In Santo Domingo, the Dominican Republic, a recent violent incident at a state-run youth shelter has pulled long-simmering public tensions over juvenile criminal justice back into the national spotlight. Three teenagers stand accused of involvement in the death of a 17-year-old girl at a facility operated by the National Council for Children and Adolescents (CONANI), and the case has sparked renewed public conversation about how Dominican law handles minors who commit serious offenses like homicide.
A widespread public perception has taken hold across the country that minors who break the law effectively enjoy a de facto ‘immunity’ from legal consequences. This belief has been amplified by a string of high-profile recent cases that have named teenagers and even pre-teens as members or leaders of organized criminal gangs, with some young offenders openly asserting they cannot be punished because they have not reached the legal age of majority. But legal experts are pushing back on this narrative, clarifying that while Dominican law does maintain a separate specialized legal framework for children and adolescents, this system does not grant full exemption from responsibility for violent criminal acts.

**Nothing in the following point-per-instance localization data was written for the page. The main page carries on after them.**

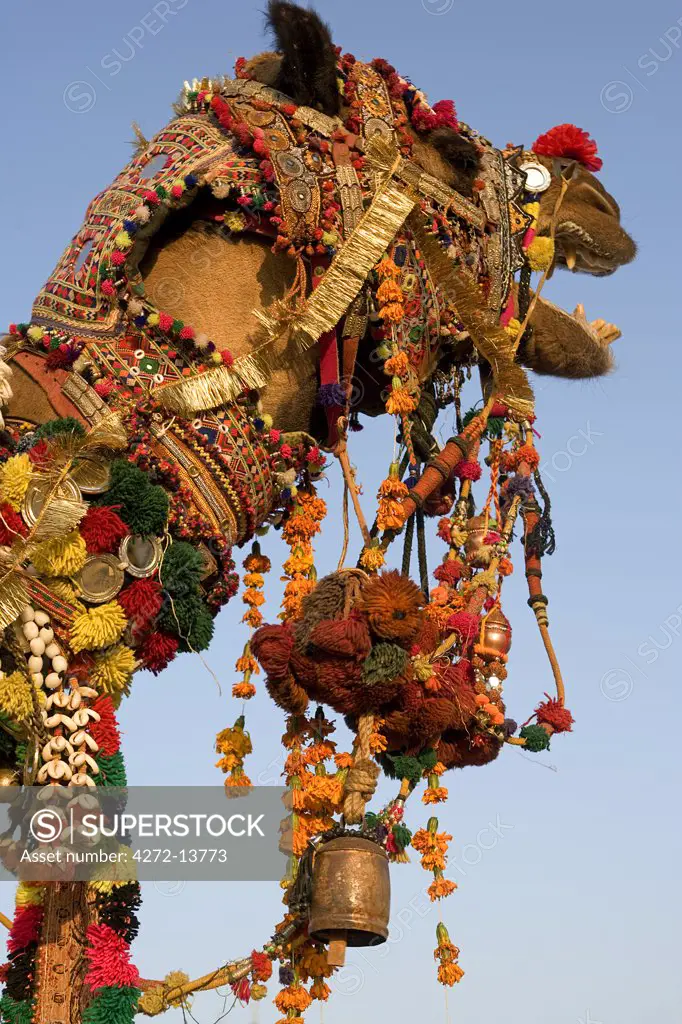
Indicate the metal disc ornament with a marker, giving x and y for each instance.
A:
(538, 178)
(140, 555)
(38, 492)
(100, 579)
(92, 475)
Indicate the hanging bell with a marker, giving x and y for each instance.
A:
(350, 903)
(497, 632)
(477, 553)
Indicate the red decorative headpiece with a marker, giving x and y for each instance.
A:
(570, 142)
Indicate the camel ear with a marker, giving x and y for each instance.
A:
(307, 73)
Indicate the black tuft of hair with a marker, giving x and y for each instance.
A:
(308, 56)
(460, 154)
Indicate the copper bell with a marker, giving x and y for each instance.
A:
(497, 632)
(476, 552)
(350, 902)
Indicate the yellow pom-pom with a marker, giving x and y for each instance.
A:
(61, 555)
(112, 672)
(29, 894)
(99, 627)
(533, 209)
(15, 475)
(15, 696)
(540, 253)
(372, 558)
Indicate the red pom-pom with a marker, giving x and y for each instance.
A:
(109, 956)
(444, 111)
(26, 928)
(104, 387)
(262, 966)
(102, 529)
(553, 713)
(466, 624)
(11, 525)
(468, 471)
(105, 731)
(158, 650)
(570, 142)
(141, 601)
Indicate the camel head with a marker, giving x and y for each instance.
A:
(589, 237)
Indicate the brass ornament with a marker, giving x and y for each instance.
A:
(140, 556)
(497, 632)
(92, 475)
(350, 893)
(100, 579)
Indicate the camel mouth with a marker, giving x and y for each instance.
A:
(578, 251)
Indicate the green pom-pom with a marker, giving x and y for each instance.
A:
(143, 506)
(189, 620)
(402, 837)
(113, 1006)
(67, 425)
(15, 1011)
(385, 662)
(428, 760)
(181, 569)
(536, 737)
(405, 767)
(112, 770)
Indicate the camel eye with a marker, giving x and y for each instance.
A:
(538, 178)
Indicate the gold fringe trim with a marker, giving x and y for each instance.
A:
(61, 515)
(491, 340)
(13, 599)
(363, 250)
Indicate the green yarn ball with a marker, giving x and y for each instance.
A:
(181, 569)
(15, 1011)
(113, 1006)
(143, 506)
(400, 766)
(188, 619)
(428, 759)
(536, 737)
(112, 770)
(66, 425)
(402, 837)
(385, 662)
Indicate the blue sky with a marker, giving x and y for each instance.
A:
(567, 863)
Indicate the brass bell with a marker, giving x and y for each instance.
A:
(350, 903)
(477, 553)
(497, 632)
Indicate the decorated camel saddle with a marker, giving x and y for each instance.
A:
(303, 244)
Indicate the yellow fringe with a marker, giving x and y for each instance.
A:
(491, 340)
(98, 627)
(15, 696)
(14, 480)
(113, 670)
(60, 556)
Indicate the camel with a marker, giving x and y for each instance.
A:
(160, 252)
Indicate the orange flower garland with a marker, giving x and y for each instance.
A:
(256, 564)
(300, 527)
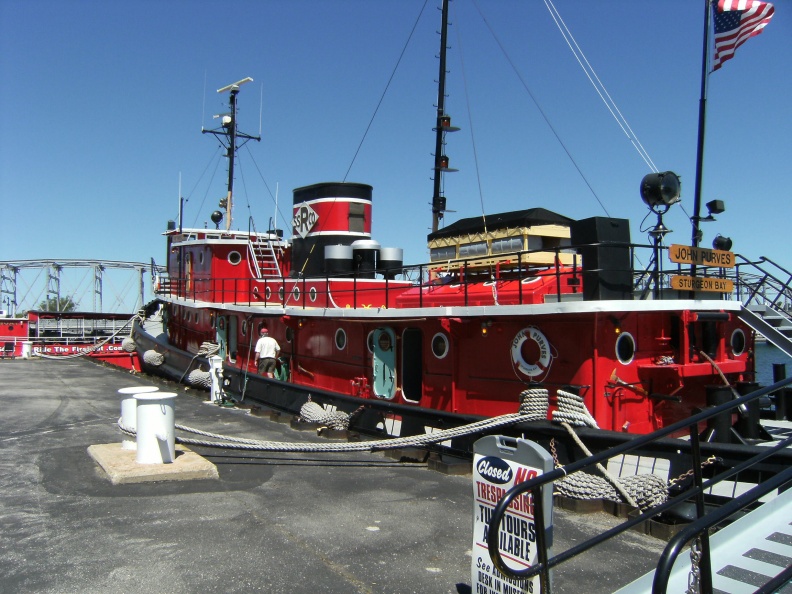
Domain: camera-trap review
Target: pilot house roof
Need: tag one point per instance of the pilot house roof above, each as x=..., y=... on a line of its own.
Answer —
x=504, y=220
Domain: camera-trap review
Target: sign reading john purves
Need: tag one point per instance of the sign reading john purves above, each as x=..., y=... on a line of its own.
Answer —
x=684, y=254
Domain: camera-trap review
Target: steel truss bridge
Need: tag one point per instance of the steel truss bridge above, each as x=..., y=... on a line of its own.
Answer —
x=26, y=284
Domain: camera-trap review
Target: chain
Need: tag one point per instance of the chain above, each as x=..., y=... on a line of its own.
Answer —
x=554, y=453
x=694, y=577
x=689, y=473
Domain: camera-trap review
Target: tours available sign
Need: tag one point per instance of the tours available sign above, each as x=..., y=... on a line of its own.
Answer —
x=499, y=463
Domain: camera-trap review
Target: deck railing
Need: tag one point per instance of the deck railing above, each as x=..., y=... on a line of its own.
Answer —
x=762, y=280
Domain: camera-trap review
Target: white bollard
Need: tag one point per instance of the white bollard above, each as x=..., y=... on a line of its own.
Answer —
x=156, y=432
x=129, y=413
x=216, y=371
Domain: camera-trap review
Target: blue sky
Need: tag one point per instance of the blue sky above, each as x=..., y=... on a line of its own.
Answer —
x=102, y=105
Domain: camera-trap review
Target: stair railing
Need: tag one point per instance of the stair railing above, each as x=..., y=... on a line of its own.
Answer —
x=779, y=453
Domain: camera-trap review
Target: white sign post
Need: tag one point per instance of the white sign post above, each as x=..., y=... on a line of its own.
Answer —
x=499, y=463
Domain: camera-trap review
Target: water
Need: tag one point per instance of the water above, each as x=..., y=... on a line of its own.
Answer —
x=766, y=356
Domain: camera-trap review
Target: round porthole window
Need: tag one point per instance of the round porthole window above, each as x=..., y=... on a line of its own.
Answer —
x=440, y=345
x=625, y=348
x=340, y=339
x=384, y=342
x=738, y=342
x=370, y=341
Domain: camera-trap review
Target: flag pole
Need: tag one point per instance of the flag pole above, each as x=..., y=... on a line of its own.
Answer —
x=702, y=119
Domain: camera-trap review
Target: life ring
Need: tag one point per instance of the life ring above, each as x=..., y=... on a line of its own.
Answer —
x=542, y=364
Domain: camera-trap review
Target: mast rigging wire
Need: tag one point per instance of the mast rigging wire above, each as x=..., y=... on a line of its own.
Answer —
x=598, y=85
x=387, y=86
x=470, y=123
x=541, y=111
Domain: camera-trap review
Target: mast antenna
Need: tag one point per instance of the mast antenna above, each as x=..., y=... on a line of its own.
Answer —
x=442, y=126
x=229, y=135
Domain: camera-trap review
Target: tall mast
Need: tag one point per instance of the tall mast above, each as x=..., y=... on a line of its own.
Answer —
x=229, y=134
x=442, y=126
x=701, y=124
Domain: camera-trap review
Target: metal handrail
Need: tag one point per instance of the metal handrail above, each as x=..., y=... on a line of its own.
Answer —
x=537, y=485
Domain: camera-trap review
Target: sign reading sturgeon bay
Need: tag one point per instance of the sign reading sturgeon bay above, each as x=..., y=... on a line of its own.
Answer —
x=684, y=254
x=702, y=283
x=499, y=463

Félix Portes, a prominent criminal and constitutional law expert, broke down the structure of the country’s juvenile justice regime, laid out in the nation’s Law 136-03. Under existing legislation, the severity of any penalty imposed on a young offender is determined first by the person’s age at the time they committed the offense, rather than the classification of the crime itself.
For adolescents between the ages of 13 and 15, the law allows for detention sentences ranging from one to five years. For older minors aged 16 to 17, outlined in the Code for the System of Protection and Fundamental Rights of Children and Adolescents, the maximum allowable period of internment extends to eight years. Even in the most serious cases, Portes explained, a young offender can be held in detention up until the point they reach legal adulthood, as long as the sentence handed down by the court stays within the maximum limits set by the country’s juvenile-specific legislation.

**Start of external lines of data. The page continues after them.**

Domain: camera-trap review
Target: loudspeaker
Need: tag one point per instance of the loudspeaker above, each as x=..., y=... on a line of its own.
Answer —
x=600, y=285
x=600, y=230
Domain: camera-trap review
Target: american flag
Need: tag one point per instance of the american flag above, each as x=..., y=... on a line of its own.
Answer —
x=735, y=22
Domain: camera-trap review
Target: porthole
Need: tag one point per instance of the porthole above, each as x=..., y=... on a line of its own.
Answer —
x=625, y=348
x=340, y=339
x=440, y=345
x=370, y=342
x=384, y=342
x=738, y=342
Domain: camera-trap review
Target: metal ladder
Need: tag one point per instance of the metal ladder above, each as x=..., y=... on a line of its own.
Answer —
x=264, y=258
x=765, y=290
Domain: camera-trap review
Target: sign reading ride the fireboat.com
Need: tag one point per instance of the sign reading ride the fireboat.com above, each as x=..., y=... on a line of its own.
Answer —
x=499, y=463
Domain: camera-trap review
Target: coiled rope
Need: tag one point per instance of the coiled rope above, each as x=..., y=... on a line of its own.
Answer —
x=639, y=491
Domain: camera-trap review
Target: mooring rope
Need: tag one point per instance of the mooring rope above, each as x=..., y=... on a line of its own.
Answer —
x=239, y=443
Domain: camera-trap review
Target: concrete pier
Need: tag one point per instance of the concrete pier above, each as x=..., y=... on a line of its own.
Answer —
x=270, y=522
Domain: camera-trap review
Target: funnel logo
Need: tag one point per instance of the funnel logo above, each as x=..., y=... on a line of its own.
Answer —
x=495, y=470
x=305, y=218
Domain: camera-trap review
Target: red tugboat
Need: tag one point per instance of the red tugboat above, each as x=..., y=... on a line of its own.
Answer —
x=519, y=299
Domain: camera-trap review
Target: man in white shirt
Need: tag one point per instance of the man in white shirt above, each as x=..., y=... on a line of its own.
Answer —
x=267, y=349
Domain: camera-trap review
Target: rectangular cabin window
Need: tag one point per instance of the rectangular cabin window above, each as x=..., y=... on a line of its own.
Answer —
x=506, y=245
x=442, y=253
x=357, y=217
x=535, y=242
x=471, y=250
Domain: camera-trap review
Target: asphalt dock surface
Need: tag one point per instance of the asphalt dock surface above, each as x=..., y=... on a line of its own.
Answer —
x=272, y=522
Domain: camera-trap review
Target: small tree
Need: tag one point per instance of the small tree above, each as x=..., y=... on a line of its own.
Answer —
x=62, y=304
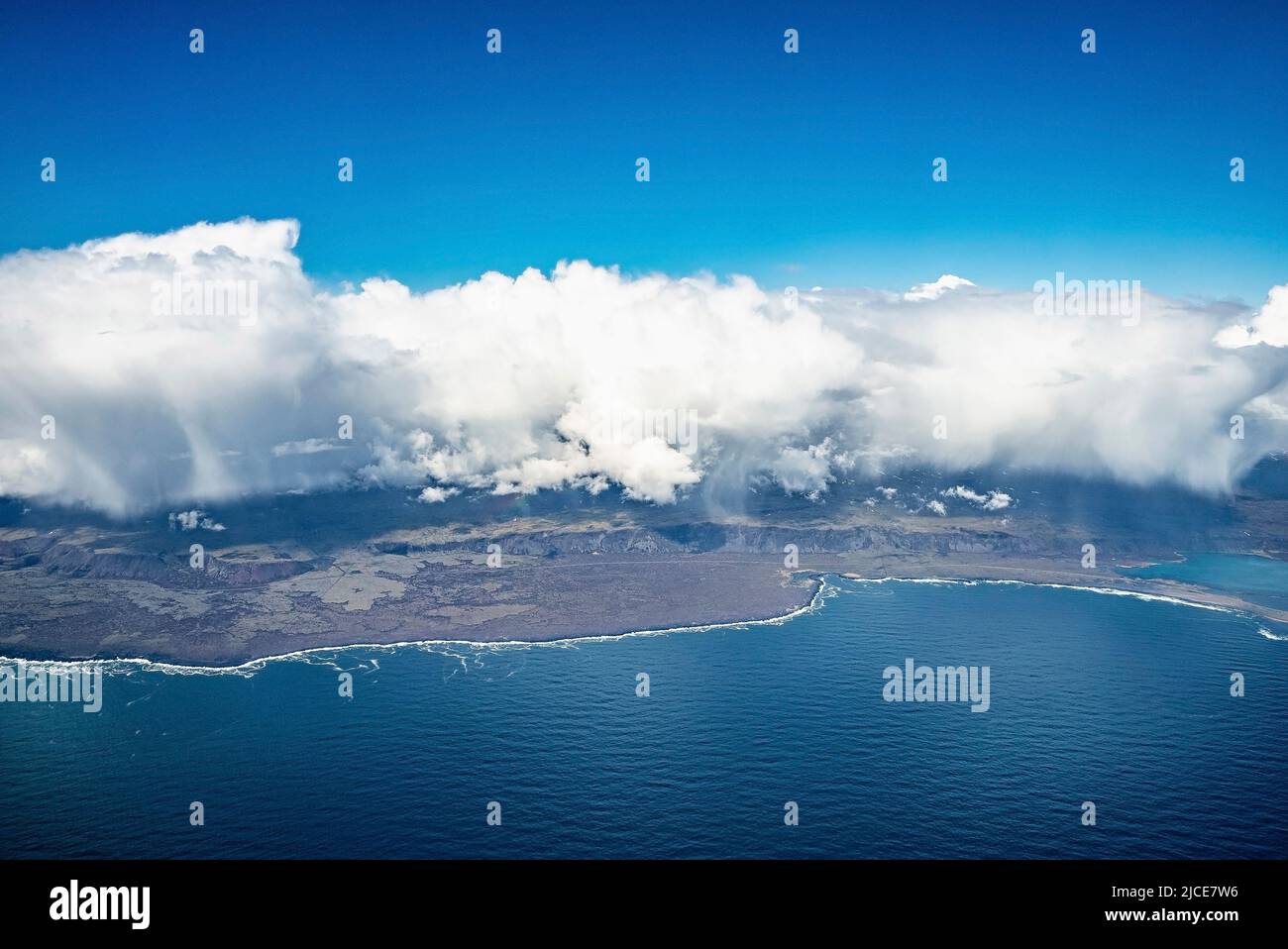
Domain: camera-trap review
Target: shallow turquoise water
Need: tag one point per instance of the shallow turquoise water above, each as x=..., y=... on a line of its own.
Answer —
x=1256, y=579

Portes emphasized that the juvenile penalty framework is rooted in international human rights standards, specifically the UN Convention on the Rights of the Child — a treaty the Dominican Republic has ratified, and whose core principles are embedded in Law 136-03. The system is built around the foundational principle of prioritizing the best interests of the child, focusing on rehabilitation and social reintegration rather than purely punitive measures. The expert also confirmed that the upcoming implementation of the country’s new Penal Code will not alter this existing specialized regime for juvenile criminal responsibility.
For children under the age of 13, Dominican law does not recognize criminal responsibility, and these children cannot legally be deprived of their liberty as a penalty for harmful acts.
The current case at the CONANI shelter is not an isolated incident: public records show at least three deaths of minors in state-run, CONANI-supervised shelters or care programs between 2023 and 2026. In all three cases, the victims were minors receiving state protection through the CONANI-administered care system, and all deaths have prompted formal investigations from the Public Prosecutor’s Office. Preliminary investigative findings have implicated other minors in two of these three fatal incidents, including the most recent death that has sparked the current national debate.
If the three teens accused in the 17-year-old girl’s death are ultimately found guilty, they will face penalties aligned with their ages at the time of the crime, combining court-ordered socio-educational programming with periods of detention within the legal maximums already set by Law 136-03.